Mississippi state legislators don’t shatter glass ceilings like a Braves-style slugger. They spit-shine it.
Last October, Mississippi Today reported that women working full-time make as much as 27 percent less than their male counterparts, far exceeding the 19 percent national average. This gap overlooks the fact that women comprise about half of Mississippi’s population and workforce. They also make up 60 percent of the workforce living below the poverty line and are the primary breadwinners for 53.5 percent of families.
When Rep. Angela Cockerham, I-Magnolia, introduced H.B. 770, Mississippians were pleased to learn the state could stop being the last in the nation to enact an equal pay measure. Sadly, the document itself contains conditions that would further alienate the state’s minority women.

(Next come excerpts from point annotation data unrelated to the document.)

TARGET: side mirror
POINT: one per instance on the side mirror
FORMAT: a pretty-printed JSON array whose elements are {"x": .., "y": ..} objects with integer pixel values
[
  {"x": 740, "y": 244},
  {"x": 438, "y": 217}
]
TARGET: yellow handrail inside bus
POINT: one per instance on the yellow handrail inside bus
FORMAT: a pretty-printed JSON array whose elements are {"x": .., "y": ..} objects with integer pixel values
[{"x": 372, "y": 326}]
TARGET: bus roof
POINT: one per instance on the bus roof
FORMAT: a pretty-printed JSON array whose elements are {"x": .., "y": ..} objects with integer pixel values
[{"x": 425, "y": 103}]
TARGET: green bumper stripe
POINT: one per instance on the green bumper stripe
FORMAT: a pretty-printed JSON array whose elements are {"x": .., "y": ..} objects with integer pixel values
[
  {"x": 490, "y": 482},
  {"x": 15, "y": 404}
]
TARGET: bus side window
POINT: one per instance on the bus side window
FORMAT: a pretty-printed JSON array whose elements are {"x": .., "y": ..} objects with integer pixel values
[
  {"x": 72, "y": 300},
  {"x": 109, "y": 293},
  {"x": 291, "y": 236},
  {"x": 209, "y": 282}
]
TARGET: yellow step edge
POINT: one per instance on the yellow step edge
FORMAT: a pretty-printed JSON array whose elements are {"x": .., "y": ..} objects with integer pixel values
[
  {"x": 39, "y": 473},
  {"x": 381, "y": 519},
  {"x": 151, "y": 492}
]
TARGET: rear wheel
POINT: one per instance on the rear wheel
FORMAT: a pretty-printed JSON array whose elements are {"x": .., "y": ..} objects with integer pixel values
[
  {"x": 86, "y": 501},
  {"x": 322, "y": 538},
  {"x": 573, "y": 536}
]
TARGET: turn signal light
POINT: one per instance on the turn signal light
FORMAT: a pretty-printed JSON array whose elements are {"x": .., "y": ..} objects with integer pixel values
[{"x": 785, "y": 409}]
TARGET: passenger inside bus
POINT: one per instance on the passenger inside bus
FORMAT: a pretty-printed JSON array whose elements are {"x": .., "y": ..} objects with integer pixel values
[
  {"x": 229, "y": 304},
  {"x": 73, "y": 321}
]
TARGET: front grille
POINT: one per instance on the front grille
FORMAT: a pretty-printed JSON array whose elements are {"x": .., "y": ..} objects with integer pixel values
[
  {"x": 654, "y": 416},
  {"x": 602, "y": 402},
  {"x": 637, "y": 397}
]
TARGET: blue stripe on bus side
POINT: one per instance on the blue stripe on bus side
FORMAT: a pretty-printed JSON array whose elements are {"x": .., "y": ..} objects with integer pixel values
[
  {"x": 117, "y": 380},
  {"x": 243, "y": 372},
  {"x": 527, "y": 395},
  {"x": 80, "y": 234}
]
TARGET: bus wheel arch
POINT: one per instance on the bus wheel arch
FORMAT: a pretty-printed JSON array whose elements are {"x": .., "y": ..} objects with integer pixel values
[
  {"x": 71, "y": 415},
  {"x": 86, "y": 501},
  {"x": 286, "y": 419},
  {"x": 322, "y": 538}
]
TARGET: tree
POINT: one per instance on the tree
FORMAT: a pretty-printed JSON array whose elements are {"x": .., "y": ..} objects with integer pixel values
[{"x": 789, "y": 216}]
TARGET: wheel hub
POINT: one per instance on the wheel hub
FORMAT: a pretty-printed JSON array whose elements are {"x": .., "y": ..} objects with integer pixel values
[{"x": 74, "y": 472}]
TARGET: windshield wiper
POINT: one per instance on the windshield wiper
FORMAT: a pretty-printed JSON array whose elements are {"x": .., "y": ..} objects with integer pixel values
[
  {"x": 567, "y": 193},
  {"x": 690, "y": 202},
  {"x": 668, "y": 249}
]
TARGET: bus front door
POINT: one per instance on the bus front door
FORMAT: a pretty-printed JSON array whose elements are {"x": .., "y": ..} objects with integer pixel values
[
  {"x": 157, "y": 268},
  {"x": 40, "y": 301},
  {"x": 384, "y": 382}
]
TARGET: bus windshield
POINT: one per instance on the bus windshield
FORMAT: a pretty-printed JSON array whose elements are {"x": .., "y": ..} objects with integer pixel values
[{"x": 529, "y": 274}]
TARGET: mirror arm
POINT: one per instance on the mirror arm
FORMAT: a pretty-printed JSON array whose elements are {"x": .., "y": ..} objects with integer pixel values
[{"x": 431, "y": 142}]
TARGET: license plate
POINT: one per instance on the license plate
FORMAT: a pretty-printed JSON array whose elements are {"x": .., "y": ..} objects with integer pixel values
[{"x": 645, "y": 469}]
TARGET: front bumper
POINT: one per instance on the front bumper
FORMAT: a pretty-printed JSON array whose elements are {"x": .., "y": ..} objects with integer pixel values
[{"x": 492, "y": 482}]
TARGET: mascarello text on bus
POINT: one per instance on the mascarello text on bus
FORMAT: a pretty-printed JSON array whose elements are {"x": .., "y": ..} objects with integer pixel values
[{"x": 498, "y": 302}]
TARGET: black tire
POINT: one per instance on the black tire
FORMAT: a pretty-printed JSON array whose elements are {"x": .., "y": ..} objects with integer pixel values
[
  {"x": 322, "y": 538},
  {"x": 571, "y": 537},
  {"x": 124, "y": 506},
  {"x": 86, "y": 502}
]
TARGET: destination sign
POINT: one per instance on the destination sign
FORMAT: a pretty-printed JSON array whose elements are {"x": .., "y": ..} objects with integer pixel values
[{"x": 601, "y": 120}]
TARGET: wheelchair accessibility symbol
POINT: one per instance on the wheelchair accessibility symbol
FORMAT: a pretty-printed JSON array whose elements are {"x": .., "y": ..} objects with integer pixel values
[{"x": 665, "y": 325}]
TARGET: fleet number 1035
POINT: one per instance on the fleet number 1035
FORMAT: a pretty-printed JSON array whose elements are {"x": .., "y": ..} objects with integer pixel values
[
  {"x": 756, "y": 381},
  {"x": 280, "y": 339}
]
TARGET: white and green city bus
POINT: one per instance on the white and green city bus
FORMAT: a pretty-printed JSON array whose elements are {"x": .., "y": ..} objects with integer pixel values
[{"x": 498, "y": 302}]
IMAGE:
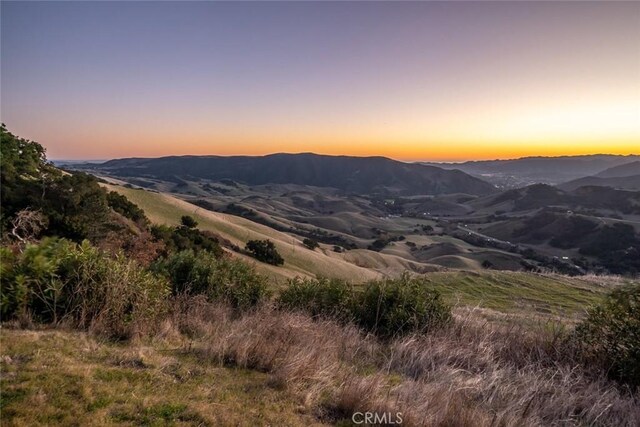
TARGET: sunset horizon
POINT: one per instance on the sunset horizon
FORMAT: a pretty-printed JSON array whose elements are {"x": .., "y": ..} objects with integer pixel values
[{"x": 410, "y": 81}]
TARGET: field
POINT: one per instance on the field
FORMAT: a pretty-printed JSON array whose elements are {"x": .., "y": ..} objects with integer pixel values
[{"x": 103, "y": 383}]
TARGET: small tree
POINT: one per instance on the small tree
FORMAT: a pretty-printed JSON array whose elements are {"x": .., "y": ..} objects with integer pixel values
[
  {"x": 188, "y": 221},
  {"x": 265, "y": 251},
  {"x": 310, "y": 243}
]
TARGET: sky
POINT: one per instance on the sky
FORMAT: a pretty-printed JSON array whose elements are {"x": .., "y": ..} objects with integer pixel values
[{"x": 439, "y": 81}]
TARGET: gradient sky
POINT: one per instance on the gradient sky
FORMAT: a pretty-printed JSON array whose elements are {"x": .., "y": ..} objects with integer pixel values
[{"x": 411, "y": 81}]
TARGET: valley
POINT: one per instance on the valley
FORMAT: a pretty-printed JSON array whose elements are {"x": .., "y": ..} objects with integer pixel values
[{"x": 538, "y": 227}]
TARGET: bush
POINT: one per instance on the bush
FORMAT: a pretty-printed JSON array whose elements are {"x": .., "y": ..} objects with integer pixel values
[
  {"x": 183, "y": 238},
  {"x": 318, "y": 297},
  {"x": 219, "y": 279},
  {"x": 58, "y": 280},
  {"x": 310, "y": 243},
  {"x": 124, "y": 207},
  {"x": 387, "y": 308},
  {"x": 394, "y": 307},
  {"x": 610, "y": 336},
  {"x": 265, "y": 251},
  {"x": 188, "y": 221}
]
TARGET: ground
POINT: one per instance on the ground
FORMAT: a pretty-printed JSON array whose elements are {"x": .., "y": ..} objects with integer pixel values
[{"x": 69, "y": 378}]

Mississippi Black Women’s Roundtable leader Cassandra Welchin warned that H.B. 770 would worsen the gender wage gap.
“It is definitely the opposite of an equal-pay bill in that it rubber stamps an employer’s decision to pay women less for equal work than a man because of her salary history,” Welchlin told reporters.
In addition to allowing employers to base an employee’s salary on “the salary history or continuity of employment demonstrated by an employee,” H.B. 770 lets an employer use a “seniority” or “merit system” or “any other factor other than sex.” Nonpartisan policy institute the Center for American Progress called any measure taking salary history into account “a textbook example of structural bias” because “salary history … relies on false assumptions and biases about the relationships among salary, worker value, and market value.” The language in the Mississippi bill inserts every bit of wiggle room shy of employers outright admitting they hate women.
Welchin said the Senate’s equivalent bill, S.B. 2451, contains similar backwards provisions. In fact, in spite of her support of closing the gender wage gap, Sen. Angela Turner Ford, D-West Point voted against the Senate’s equal pay measure because it “requir[ed] too much specificity from employees filing a suit.” Others believed it would be “unbelievably hard” for employees to challenge their employers based on the “requirements laid out in the bill.”
Both H.B. 770 and S.B. 2451 now await approval from the opposite body and may still be amended before final passage.